100 Jahre Schwarzwälder Kirschtorte

Die berühmteste Schwarzwälderin hat ihre Wurzeln eigentlich in der Fremde: Vor 100 Jahren schuf sie ein Schwabe, der im Rheinland Konditor war. Heute ist die Kirschtorte ein Klassiker. Und die Verbraucher beißen an.

Sie hat einen Schuss und ist ein ganzes Jahrhundert alt. Die Schwarzwälder Kirschtorte ist neben Bollenhut, Kuckucksuhr und Schinken das Symbol des Schwarzwalds. In diesem Jahr ist sie 100 Jahre alt. Altbacken ist die Sahnetorte mit Biskuitboden und einem kräftigen Schuss Kirschwasser dennoch nicht. Sie ist in der südwestdeutschen Region nahezu in aller Munde. Obwohl sie eigentlich «eine Zugereiste» ist, wie es im Schwarzwald heißt, wenn etwas nicht von hier stammt.
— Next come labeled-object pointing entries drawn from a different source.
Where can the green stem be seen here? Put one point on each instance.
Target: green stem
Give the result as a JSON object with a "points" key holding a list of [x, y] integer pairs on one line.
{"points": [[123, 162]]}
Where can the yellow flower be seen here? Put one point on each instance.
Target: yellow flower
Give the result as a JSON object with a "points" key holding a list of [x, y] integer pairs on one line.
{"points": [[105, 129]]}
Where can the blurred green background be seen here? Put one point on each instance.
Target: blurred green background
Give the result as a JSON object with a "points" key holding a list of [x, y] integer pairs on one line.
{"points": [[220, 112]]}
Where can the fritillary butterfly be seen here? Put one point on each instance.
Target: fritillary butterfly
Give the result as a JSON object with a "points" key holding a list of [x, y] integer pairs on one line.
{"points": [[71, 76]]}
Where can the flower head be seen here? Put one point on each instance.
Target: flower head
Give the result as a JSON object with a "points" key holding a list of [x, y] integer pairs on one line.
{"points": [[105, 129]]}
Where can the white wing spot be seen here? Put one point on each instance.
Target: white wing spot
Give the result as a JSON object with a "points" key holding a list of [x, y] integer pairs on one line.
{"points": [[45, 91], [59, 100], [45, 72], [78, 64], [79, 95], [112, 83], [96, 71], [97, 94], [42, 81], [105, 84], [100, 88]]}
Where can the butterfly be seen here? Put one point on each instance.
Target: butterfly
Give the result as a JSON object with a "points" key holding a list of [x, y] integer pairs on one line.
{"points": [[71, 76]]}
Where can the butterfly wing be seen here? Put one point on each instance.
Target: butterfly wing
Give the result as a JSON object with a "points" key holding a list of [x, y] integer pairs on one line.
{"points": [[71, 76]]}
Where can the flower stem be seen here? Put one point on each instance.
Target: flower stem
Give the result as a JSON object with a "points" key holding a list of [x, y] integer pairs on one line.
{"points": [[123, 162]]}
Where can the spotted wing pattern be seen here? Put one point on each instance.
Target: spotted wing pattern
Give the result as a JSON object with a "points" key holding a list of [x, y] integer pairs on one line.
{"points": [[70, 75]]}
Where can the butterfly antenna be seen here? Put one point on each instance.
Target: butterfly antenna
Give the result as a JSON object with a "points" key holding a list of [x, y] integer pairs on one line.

«Die Schwarzwälder Kirschtorte ist die bekannteste Botschafterin unserer Region», erklärt Christopher Krull, Geschäftsführer der Schwarzwald-Tourismus-Gesellschaft in Freiburg: «Und sie ist die bekannteste und beliebteste Torte Deutschlands.» Ob in Cafés, Restaurants oder auch in Wanderhütten: Die kalorienreiche Spezialität gehört zu den am häufigsten bestellten Süßspeisen. Und ist, nicht nur wegen des Namens, untrennbar mit dem Schwarzwald verbunden. Auch in Australien, Asien und Südafrika kennt man sie. Nur die Sachertorte aus Wien hat einen ähnlichen Bekanntheitsgrad.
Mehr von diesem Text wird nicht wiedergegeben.